There have been changes in the last few years that have given hope to people in this situation. There are drugs such as Viagra(r) with antidepressants. Then there may be the use of herbal remedies such a Ginkgo Bilboa, which is thought to help with lack of desire related to taking Paxil or other antidepressants. The there may also be Wellbutrin that has been shown to combat reduced sexual desire.
Please, though whatever you decide or look into always consult you doctor before any changing of medication or stopping your medications.
6. Medical Problems
There are many numbers of medical disorders that can lower libido such as a thyroid problem or hormone deficiency (especially in older people). A metabolic disorder; anything that adversely affects you metabolism (including an eating disorder, accident, trauma or illness) will obviously cause a lowered libido; it is also true to note that one in five American women have hypoactive sexual desire disorder (HSDD), more comely know as a low sex drive.

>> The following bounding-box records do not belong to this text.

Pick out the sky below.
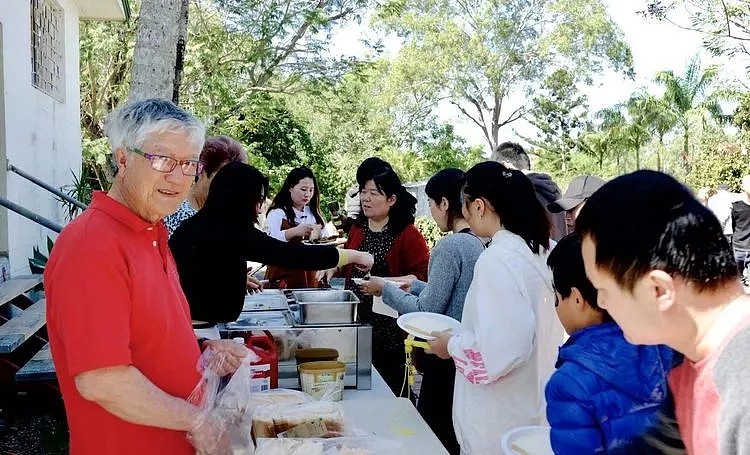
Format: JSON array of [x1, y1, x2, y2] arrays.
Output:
[[333, 0, 744, 152]]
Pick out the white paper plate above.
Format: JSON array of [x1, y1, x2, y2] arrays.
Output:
[[396, 311, 461, 341], [352, 278, 401, 288], [501, 426, 554, 455]]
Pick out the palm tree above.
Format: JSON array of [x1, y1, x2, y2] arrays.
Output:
[[595, 104, 631, 172], [627, 91, 677, 171], [655, 55, 723, 172]]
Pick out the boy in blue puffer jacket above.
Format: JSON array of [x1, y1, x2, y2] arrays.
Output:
[[545, 235, 673, 455]]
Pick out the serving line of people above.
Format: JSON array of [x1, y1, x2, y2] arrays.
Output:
[[45, 100, 372, 455], [45, 100, 750, 454]]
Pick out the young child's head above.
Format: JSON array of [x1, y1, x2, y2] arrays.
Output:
[[547, 234, 612, 335]]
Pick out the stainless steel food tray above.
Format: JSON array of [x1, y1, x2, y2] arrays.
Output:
[[292, 290, 359, 325], [226, 311, 293, 330], [242, 289, 289, 311]]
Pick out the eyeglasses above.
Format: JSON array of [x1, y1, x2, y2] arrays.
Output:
[[552, 285, 560, 308], [128, 148, 203, 177]]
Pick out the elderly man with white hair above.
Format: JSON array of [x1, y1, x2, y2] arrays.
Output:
[[45, 99, 247, 455]]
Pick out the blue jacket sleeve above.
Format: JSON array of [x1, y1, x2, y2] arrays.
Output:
[[544, 365, 605, 455]]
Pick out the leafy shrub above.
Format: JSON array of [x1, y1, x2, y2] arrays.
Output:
[[414, 217, 444, 249]]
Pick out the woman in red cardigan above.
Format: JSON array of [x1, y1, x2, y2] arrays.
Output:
[[341, 160, 430, 396]]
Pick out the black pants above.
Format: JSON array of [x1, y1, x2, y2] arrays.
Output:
[[417, 354, 461, 455]]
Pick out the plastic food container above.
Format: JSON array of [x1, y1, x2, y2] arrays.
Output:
[[299, 361, 346, 401]]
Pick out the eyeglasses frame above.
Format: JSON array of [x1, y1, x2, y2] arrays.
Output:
[[128, 147, 203, 178]]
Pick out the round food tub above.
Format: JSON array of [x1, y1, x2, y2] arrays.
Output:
[[298, 361, 346, 401]]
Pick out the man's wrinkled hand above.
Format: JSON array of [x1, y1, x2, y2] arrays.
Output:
[[203, 340, 254, 376], [359, 276, 385, 296]]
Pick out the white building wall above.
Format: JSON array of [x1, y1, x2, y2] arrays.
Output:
[[0, 0, 81, 275]]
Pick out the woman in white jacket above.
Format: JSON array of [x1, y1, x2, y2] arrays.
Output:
[[431, 161, 564, 455]]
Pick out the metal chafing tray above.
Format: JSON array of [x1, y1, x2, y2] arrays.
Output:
[[226, 311, 293, 330], [291, 290, 359, 325], [242, 289, 289, 311], [219, 289, 372, 389]]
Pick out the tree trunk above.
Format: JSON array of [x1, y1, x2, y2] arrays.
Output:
[[682, 128, 690, 173], [656, 136, 664, 172], [129, 0, 182, 102], [172, 0, 190, 104]]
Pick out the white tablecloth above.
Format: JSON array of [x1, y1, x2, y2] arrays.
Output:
[[341, 367, 448, 455]]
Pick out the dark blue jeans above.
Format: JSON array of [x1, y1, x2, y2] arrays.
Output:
[[734, 248, 750, 286]]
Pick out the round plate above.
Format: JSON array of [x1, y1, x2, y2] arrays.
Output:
[[500, 426, 554, 455], [396, 311, 461, 341]]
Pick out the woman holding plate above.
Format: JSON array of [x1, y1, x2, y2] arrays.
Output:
[[430, 161, 564, 454], [360, 168, 484, 454], [266, 166, 337, 289], [339, 160, 430, 395]]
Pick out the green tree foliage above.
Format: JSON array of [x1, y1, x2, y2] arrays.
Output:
[[627, 90, 677, 171], [213, 0, 368, 92], [643, 0, 750, 59], [656, 56, 723, 172], [526, 69, 590, 174], [379, 0, 632, 150], [685, 133, 750, 191]]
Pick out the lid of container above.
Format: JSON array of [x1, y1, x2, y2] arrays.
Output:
[[294, 348, 339, 361], [299, 360, 346, 373]]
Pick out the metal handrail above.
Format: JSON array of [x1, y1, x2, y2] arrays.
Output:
[[6, 161, 88, 211], [0, 197, 62, 234]]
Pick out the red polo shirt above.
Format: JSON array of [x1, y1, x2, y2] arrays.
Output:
[[44, 192, 200, 455]]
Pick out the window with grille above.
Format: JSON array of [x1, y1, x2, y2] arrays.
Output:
[[31, 0, 65, 101]]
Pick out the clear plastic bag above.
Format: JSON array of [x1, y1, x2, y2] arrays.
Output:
[[252, 401, 350, 438], [188, 349, 260, 455]]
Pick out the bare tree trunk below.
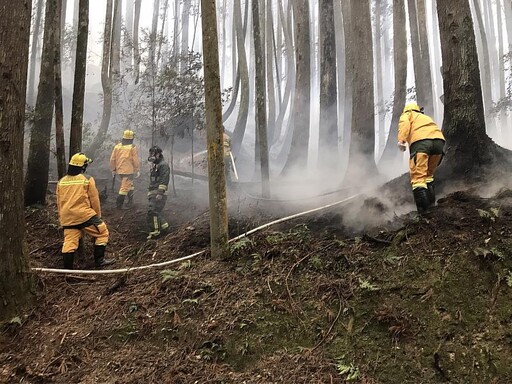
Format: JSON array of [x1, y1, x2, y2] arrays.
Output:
[[25, 0, 60, 206], [416, 0, 434, 115], [222, 1, 249, 122], [283, 0, 311, 174], [264, 0, 281, 144], [110, 0, 121, 79], [251, 0, 270, 198], [0, 0, 34, 323], [373, 0, 386, 157], [69, 0, 89, 158], [468, 0, 493, 114], [437, 0, 510, 180], [232, 1, 249, 156], [27, 0, 44, 106], [133, 0, 142, 84], [379, 0, 407, 173], [87, 0, 115, 158], [54, 0, 66, 179], [318, 0, 340, 171], [345, 0, 377, 179], [201, 0, 229, 258]]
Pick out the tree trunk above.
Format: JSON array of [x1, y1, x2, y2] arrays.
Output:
[[201, 0, 229, 258], [53, 0, 66, 179], [87, 0, 115, 159], [25, 0, 60, 206], [373, 0, 386, 157], [318, 0, 340, 171], [379, 0, 407, 171], [252, 0, 270, 198], [231, 1, 249, 156], [133, 0, 142, 84], [110, 0, 121, 79], [416, 0, 434, 116], [345, 0, 377, 179], [437, 0, 510, 180], [27, 0, 44, 106], [69, 0, 89, 158], [0, 0, 34, 323], [222, 1, 249, 122], [470, 0, 493, 116], [283, 0, 311, 174], [264, 0, 281, 146]]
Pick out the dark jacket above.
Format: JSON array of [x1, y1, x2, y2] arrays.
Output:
[[149, 159, 171, 195]]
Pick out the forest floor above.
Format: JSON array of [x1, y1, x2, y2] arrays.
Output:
[[0, 174, 512, 383]]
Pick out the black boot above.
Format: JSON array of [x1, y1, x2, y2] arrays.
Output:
[[62, 252, 75, 269], [427, 181, 436, 205], [412, 188, 430, 215], [116, 195, 125, 209], [94, 245, 115, 267], [126, 191, 133, 208]]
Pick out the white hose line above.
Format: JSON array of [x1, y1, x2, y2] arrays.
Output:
[[31, 193, 361, 275]]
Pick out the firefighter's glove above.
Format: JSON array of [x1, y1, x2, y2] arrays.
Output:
[[397, 141, 407, 152]]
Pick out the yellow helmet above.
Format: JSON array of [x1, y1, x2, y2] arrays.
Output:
[[69, 152, 92, 167], [123, 129, 135, 140], [402, 103, 423, 113]]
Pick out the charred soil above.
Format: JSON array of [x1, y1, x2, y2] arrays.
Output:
[[0, 178, 512, 383]]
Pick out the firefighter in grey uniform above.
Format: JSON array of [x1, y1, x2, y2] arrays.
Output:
[[147, 145, 171, 240]]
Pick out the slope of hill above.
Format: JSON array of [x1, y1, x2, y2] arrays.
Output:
[[0, 181, 512, 383]]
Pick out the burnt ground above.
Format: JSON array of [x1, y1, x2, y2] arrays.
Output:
[[0, 176, 512, 383]]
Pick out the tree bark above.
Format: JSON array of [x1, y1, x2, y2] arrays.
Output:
[[133, 0, 142, 84], [201, 0, 229, 258], [231, 1, 249, 156], [0, 0, 34, 323], [69, 0, 89, 158], [318, 0, 340, 171], [437, 0, 510, 180], [283, 0, 311, 175], [252, 0, 270, 198], [345, 0, 378, 180], [379, 0, 407, 171], [53, 0, 66, 179], [25, 0, 60, 206], [87, 0, 116, 159], [27, 0, 44, 106]]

If you have ruled out all other reasons to why you have a low sex drive then consult you doctor. You may have a readily curable medical condition.
Conclusion
There isn’t such a thing as a normal libido we are all different and have different sex drives. If you feel frustrated by lack of sexual appetite, take it easy. . Your personal sense of normality is defined by how you feel about your sexuality and whether or not you’re happy with how you are expressing it.
If you are comfortable about your sexuality then congratulations; if however you feel that you may need a gentle push; then explore the remedies suggested here. There is though no miracle cure some of the suggestions here have worked for other people but may not work for you. It may just take time and patience. It may mean just going solo for a while with a sex toy or eating a piece of chocolate. Hey girls chocolates is an aphrodisiac after all!